Un porte-parole de la présidence a affirmé à l'AFP que les dons présidentiels provenaient de ses propres deniers. Mais beaucoup se disent sceptiques, dans un pays habitué des scandales de corruption.

"D'où vient cet argent ? Montrez nous les reçus", dénonce Mwabili Mwagodi, qui durant les sanglantes manifestations de juin avait participé au mouvement "Occupons les églises".

Alors que plus de 60 protestataires avaient été tués et des dizaines d'autres enlevés par les forces de sécurité, selon des groupes de défense des droits humains, "Occupons les églises" visait à interpeller les religieux, qui ne s'exprimaient pas sur le sujet.

Certains prédicateurs avaient finalement été contraints de sortir du silence après que des militants s'étaient invités pendant leurs offices à Nairobi.

L'Église catholique kényane avait ainsi rejeté une donation du président après que Mwabili Mwagodi avait diffusé en ligne les coordonnées de ses prêtres, afin que ses partisans les inondent de mails.

"Je me bats pour libérer l'Église de la corruption politique au Kenya", a justifié M. Mwagodi dans un post sur X.

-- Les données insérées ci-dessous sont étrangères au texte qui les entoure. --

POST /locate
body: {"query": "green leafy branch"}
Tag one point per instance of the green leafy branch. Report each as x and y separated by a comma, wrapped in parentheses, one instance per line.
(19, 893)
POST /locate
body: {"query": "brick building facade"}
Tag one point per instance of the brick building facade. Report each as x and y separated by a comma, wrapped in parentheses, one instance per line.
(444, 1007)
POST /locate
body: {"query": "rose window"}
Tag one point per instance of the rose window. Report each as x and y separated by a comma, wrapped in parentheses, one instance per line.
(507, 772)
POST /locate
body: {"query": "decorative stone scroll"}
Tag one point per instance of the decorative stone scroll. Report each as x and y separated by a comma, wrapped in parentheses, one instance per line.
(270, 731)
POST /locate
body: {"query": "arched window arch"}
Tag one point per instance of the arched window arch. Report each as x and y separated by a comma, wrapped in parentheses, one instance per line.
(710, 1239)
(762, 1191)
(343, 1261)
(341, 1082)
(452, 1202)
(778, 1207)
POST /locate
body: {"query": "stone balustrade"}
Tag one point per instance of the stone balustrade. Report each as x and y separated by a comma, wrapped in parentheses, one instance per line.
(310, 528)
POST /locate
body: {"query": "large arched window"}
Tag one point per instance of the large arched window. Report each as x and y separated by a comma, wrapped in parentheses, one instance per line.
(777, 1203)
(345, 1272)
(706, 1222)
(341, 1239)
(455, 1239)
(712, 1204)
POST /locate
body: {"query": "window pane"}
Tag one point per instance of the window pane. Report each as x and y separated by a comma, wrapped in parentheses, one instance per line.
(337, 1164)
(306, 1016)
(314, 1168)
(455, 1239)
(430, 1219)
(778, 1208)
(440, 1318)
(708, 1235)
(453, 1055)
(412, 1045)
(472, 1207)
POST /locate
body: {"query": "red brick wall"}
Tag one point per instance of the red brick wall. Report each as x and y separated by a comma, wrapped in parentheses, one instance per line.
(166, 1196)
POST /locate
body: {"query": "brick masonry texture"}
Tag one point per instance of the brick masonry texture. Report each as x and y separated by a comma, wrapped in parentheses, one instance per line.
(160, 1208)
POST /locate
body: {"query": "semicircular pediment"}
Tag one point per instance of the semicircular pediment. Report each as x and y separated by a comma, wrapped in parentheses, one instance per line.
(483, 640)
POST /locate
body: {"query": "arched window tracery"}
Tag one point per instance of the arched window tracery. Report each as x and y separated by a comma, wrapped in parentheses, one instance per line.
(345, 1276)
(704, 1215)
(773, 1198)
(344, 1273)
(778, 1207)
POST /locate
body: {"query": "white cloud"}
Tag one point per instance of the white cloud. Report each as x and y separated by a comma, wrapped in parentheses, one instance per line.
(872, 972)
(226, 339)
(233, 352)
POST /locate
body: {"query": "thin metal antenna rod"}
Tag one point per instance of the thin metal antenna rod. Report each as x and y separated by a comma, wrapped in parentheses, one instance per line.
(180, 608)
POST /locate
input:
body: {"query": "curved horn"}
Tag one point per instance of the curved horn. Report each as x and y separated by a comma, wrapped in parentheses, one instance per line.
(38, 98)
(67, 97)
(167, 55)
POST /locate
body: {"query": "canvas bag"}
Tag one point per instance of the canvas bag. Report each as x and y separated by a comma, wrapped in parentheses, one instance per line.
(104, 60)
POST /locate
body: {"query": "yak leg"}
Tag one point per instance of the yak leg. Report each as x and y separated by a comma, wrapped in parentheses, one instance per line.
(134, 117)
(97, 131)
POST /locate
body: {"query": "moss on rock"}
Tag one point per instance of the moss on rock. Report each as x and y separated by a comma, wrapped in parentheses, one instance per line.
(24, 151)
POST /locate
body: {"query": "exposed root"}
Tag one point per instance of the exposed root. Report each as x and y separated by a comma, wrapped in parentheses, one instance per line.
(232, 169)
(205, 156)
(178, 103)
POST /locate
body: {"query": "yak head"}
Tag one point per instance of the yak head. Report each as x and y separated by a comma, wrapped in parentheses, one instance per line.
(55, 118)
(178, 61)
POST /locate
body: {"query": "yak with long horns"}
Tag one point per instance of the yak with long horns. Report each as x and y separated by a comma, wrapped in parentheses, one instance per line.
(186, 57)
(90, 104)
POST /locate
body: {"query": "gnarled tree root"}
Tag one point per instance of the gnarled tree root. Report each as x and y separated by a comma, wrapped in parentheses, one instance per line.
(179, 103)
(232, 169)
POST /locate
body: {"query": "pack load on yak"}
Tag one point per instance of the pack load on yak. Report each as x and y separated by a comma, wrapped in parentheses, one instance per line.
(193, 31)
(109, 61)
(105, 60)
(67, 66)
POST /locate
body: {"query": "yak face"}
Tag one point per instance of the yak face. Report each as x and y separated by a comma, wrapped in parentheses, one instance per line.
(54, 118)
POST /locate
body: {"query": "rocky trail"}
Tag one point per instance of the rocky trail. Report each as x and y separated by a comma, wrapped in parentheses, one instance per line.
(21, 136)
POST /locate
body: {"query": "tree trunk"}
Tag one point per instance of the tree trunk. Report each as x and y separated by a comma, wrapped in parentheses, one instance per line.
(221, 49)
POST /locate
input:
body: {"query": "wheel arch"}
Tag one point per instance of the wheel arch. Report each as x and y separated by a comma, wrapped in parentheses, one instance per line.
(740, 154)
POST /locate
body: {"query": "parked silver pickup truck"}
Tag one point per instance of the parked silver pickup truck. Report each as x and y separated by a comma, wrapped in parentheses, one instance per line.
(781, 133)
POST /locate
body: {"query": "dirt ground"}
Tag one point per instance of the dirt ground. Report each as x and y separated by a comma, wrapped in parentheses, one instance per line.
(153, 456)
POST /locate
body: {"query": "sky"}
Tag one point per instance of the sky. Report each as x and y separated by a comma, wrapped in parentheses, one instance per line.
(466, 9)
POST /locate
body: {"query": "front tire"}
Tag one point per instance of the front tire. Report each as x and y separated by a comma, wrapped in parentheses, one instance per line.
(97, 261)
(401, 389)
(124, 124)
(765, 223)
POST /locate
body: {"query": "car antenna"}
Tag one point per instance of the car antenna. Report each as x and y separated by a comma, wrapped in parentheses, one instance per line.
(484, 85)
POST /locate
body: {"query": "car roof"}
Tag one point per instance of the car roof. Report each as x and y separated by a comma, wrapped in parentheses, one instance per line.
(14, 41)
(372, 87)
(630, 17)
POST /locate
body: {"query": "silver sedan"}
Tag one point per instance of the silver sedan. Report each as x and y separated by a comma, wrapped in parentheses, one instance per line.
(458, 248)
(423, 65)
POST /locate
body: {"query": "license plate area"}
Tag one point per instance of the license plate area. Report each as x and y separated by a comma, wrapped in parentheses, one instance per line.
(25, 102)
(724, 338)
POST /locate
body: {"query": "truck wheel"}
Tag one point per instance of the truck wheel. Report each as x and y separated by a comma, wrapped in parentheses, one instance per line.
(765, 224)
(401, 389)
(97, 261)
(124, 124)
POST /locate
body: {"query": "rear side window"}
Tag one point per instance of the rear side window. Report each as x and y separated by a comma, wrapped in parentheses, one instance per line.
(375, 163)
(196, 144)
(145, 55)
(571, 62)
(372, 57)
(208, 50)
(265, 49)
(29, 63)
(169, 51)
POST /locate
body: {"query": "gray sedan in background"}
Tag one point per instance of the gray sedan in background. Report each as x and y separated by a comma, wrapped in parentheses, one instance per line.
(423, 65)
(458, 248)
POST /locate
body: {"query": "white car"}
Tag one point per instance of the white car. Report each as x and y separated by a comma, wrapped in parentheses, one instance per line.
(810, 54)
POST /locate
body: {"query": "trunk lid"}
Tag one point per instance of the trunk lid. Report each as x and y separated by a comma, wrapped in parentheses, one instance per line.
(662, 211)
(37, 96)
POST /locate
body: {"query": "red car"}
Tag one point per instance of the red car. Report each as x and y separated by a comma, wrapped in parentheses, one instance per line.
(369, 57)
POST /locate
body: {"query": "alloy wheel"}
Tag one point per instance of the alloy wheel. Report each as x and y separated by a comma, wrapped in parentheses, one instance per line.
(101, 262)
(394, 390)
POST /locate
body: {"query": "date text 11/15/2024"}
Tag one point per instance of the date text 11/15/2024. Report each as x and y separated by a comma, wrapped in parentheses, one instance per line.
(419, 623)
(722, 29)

Sollicité à de multiples reprises par l'AFP, le Jesus winner ministry n'a jamais donné suite.

"Cimetières de la spiritualité"

"Certaines églises utilisent leurs énormes congrégations et leurs plateformes pour donner du capital politique aux politiciens", et "cela encourage la corruption", explique à l'AFP l'avocat kényan Javas Bigambo.

D'autres voix critiques craignent que les dons aux églises ne soient utilisés par les politiciens pour blanchir de l'argent sale.

Le révérend Timothy Njoya, prédicateur renommé de Nairobi, désormais en retraite, dénonce ce mélange des genres. Lui-même a fait campagne pour la justice politique et sociale sous le régime autoritaire du deuxième président du Kenya, Daniel arap Moi (1978-2002). Il porte encore aujourd'hui les cicatrices de coups reçus lors de manifestations.

Les dons des hommes politiques aux églises ont transformé celles-ci en "cimetières de la spiritualité" et les prédicateurs qui acceptent cet argent "vendent" leurs ouailles, s'indigne-t-il.

Lui-même affirme n'avoir pas toléré de tels comportements à son époque. "Les hommes politiques venaient dans mon église, mais ils n'avaient pas de tribune, lance-t-il à l'AFP. C'est moi qui prêchais, pas eux. Ce n'était pas leur tribune, mais celle de Dieu."

Le Conseil national des églises du Kenya a récemment interdit aux politiciens de s'adresser aux congrégations ou d'annoncer des contributions monétaires en chaire. Mais William Ruto, lui, a d'ores et déjà annoncé qu'il continuerait à "construire des églises".